Puisque le chrétien n’est pas hypocrite et ne va pas concentrer sa pratique sur 40 jours plutôt que sur l’année entière, alors il va d’abord vivre l’adaptation de son Église qui modifie sa liturgie (règles du culte). Par un choix de textes précis et significatifs, par la pratique de rituels spécifiques et par la récurrence de célébrations dédiées, le croyant est invité à suivre un autre rythme de vie qui le préparent à prendre conscience de l’Amour de Dieu.

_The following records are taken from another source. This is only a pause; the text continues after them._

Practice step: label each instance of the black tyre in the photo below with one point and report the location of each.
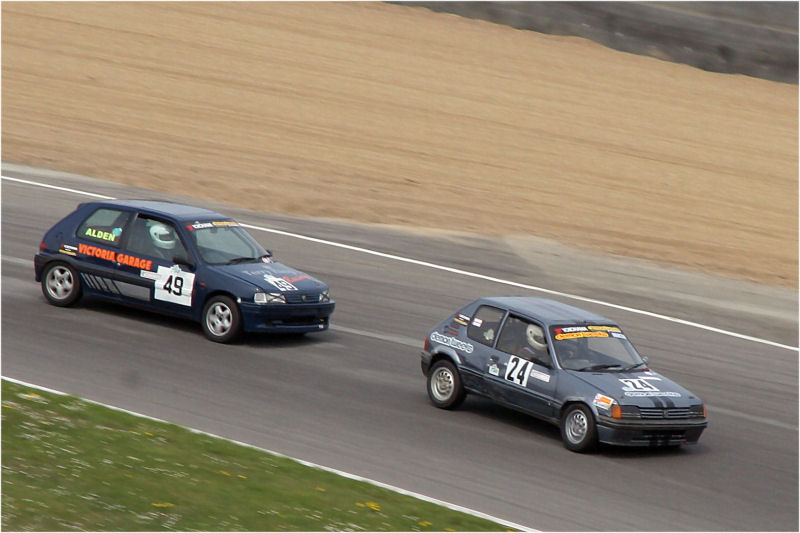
(61, 285)
(444, 385)
(222, 320)
(578, 428)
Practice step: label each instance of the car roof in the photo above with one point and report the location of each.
(166, 209)
(548, 311)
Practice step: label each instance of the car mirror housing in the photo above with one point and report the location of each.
(183, 260)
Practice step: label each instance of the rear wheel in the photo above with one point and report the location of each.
(61, 284)
(578, 429)
(444, 385)
(222, 321)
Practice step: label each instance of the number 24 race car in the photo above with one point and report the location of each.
(563, 365)
(179, 260)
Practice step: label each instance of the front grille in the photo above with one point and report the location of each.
(664, 412)
(301, 298)
(660, 437)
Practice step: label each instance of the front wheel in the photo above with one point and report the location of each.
(578, 429)
(61, 284)
(222, 321)
(444, 385)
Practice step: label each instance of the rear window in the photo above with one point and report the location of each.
(484, 324)
(104, 226)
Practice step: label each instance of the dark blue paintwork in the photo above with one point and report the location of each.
(111, 276)
(652, 410)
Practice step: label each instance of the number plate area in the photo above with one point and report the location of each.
(174, 285)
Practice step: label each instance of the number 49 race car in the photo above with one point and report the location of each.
(561, 364)
(179, 260)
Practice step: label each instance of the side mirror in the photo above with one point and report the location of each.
(183, 260)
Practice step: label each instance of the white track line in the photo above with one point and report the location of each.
(354, 477)
(465, 273)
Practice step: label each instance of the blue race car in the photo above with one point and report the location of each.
(180, 260)
(561, 364)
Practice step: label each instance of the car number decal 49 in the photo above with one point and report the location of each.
(520, 370)
(174, 285)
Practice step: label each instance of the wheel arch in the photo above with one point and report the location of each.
(443, 353)
(209, 295)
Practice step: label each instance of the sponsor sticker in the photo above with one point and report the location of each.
(580, 334)
(452, 342)
(601, 401)
(279, 283)
(604, 328)
(642, 387)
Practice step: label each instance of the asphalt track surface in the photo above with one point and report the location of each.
(353, 398)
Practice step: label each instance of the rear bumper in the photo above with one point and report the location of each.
(286, 318)
(650, 432)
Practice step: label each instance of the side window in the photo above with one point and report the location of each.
(484, 324)
(523, 338)
(104, 226)
(155, 238)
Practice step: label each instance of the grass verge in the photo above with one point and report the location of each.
(73, 465)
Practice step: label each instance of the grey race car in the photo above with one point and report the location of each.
(561, 364)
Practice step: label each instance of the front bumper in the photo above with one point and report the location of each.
(286, 318)
(649, 432)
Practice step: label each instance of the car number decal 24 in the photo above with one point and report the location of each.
(174, 285)
(520, 370)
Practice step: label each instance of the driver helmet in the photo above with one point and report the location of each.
(535, 337)
(163, 237)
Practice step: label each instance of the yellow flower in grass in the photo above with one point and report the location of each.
(372, 505)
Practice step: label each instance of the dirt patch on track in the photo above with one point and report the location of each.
(392, 114)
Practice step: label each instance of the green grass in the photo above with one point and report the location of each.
(73, 465)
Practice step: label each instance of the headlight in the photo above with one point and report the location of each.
(269, 298)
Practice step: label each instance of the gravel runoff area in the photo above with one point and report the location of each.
(390, 114)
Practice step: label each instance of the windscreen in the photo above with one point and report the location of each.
(224, 242)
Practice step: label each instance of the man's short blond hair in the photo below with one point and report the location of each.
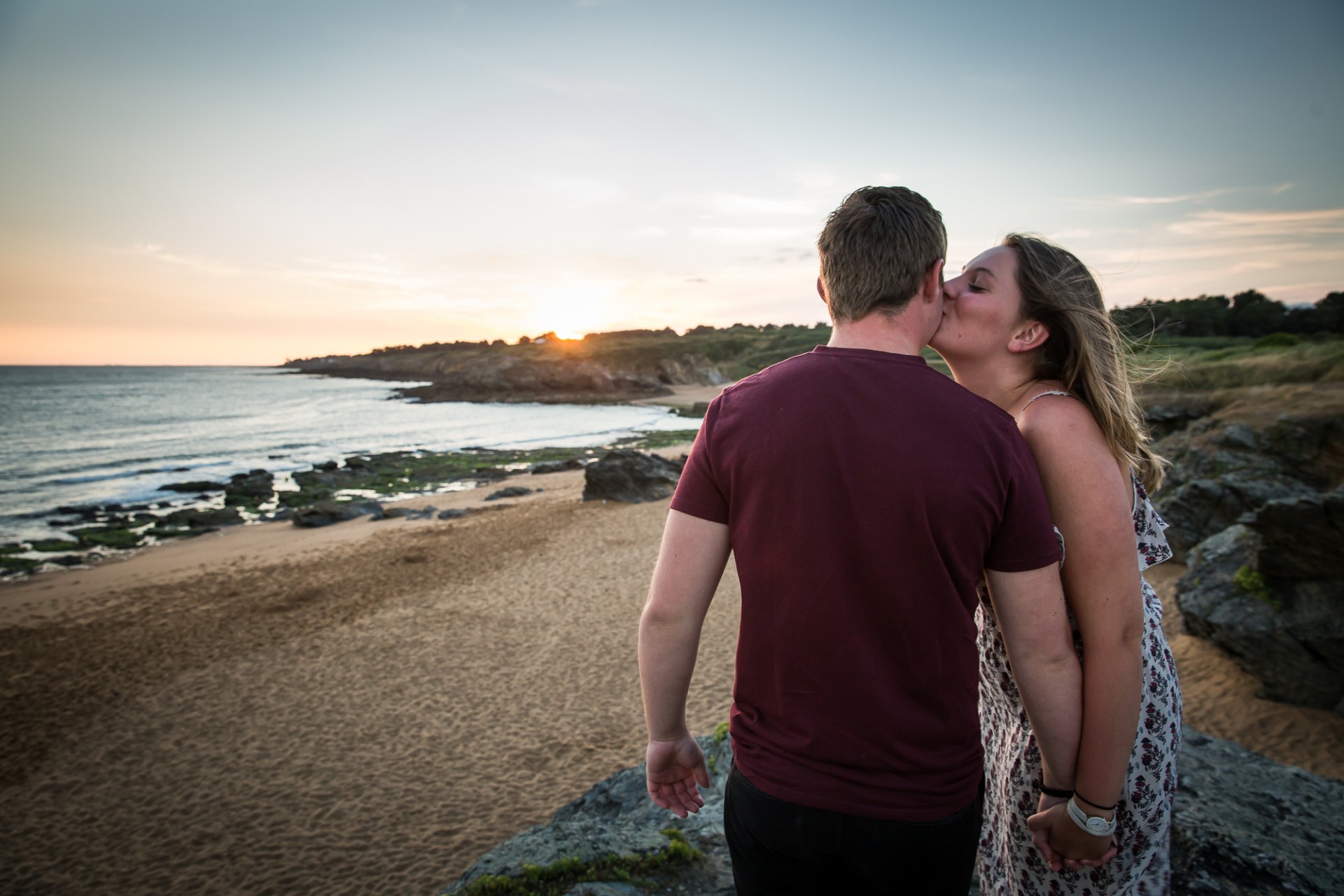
(876, 248)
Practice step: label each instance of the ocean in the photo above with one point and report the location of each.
(81, 435)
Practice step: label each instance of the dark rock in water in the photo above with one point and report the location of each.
(631, 477)
(1301, 539)
(556, 466)
(86, 511)
(49, 546)
(251, 488)
(1245, 824)
(197, 485)
(178, 532)
(1222, 470)
(410, 514)
(202, 519)
(328, 512)
(696, 410)
(511, 492)
(1289, 634)
(108, 536)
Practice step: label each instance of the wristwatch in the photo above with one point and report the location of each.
(1094, 825)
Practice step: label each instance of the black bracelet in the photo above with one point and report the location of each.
(1058, 793)
(1092, 804)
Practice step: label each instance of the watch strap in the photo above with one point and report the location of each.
(1094, 825)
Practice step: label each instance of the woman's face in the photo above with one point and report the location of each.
(981, 308)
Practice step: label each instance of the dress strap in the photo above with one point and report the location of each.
(1043, 396)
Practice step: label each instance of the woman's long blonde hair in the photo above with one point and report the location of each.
(1086, 351)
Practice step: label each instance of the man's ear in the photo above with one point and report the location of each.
(1028, 336)
(932, 286)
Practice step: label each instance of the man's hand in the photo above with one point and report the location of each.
(673, 770)
(1065, 844)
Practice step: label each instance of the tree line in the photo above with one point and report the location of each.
(1247, 314)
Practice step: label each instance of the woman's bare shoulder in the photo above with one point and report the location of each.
(1062, 426)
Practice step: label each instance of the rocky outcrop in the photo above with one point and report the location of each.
(617, 818)
(1246, 825)
(1246, 590)
(504, 378)
(631, 477)
(546, 370)
(1243, 824)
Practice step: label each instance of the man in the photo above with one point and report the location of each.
(863, 496)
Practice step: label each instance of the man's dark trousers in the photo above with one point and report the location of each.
(780, 848)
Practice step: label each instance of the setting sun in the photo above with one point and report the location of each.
(571, 309)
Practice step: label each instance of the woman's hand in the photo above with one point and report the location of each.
(1065, 844)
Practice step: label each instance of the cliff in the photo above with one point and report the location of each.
(601, 367)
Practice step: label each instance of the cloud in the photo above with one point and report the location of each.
(746, 234)
(1249, 266)
(1261, 223)
(1182, 198)
(159, 253)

Du mystère de l’Amour à l’appel au témoignage

Je considère, en dépit de ce qu’en dit la théologie catholique, qu’il existe trois grands mystères divins. J’entends par « mystère » des faits, relevant de la croyance, qui dépassent notre entendement et que l’on ne peut exister scientifiquement, sans quoi ils ne seraient plus des mystères. Je parlerais donc ici 1) de Dieu 2) de l’Incarnation 3) de la Résurrection avec ce que chacun des mystères nous dit de l’Humanité.

1) le mystère divin : Dieu existe et il nous aime. Pourquoi autrement des gens voueraient-ils leur vie au service de leurs frères ? Le Carême nous invite à témoigner de l’Amour de Dieu (donc par analogie de son existence) et surtout à le mettre en pratique.

2) le mystère de l’Incarnation : Dieu s’est fait Homme et il est venu connaître notre vie. Celle de Jésus racontée dans l’Évangile n’a pas été facile  : il a connu les joies et les peines de tout homme. Mais il était dans l’action et nous invite à nous engager dans ce monde.

3) le mystère de la Résurrection : Jésus a dû mourir pour ressusciter et il nous promet la Vie après notre mort. Il nous invite à ne pas avoir peur de la fin et à lui faire confiance quant à qu’il viendra tous nous chercher. Mais le Royaume de Dieu se construit d’abord ici.

Du rejet de la souffrance

Quelle blessure a dû sentir Dieu lorsque les Hommes ont crucifié son fils ! Lui-même n’a pas pu le sauver sur la Croix et a certainement dû souffrir de voir son fils unique mourir sous ses yeux. De la manière qu’il souffre des malheurs de notre monde contre lesquels il ne peut rien. Pour cela, Dieu ne peut pas nous demander de souffrir encore plus dans notre vie et il nous invite à apaiser les souffrances des autres, comme Jésus a pu le faire de son vivant.

La Carême n’est donc pas un temps de jeûne et d’adoration. Ni un temps de djihad (effort sur soi) comme j’ai aussi pu l’entendre. Il est juste un moment dans l’année que l’Église valorise pour faire mémoire de l’action de Dieu dans nos vies. Un temps au cours duquel nous sommes invités à vivre en conscience notre mission de baptisé (qui reste la même qu’au long de l’année) : célébrer ensemble (prêtre), annoncer l’Amour et la Paix (prophète) et vivre et servir (roi).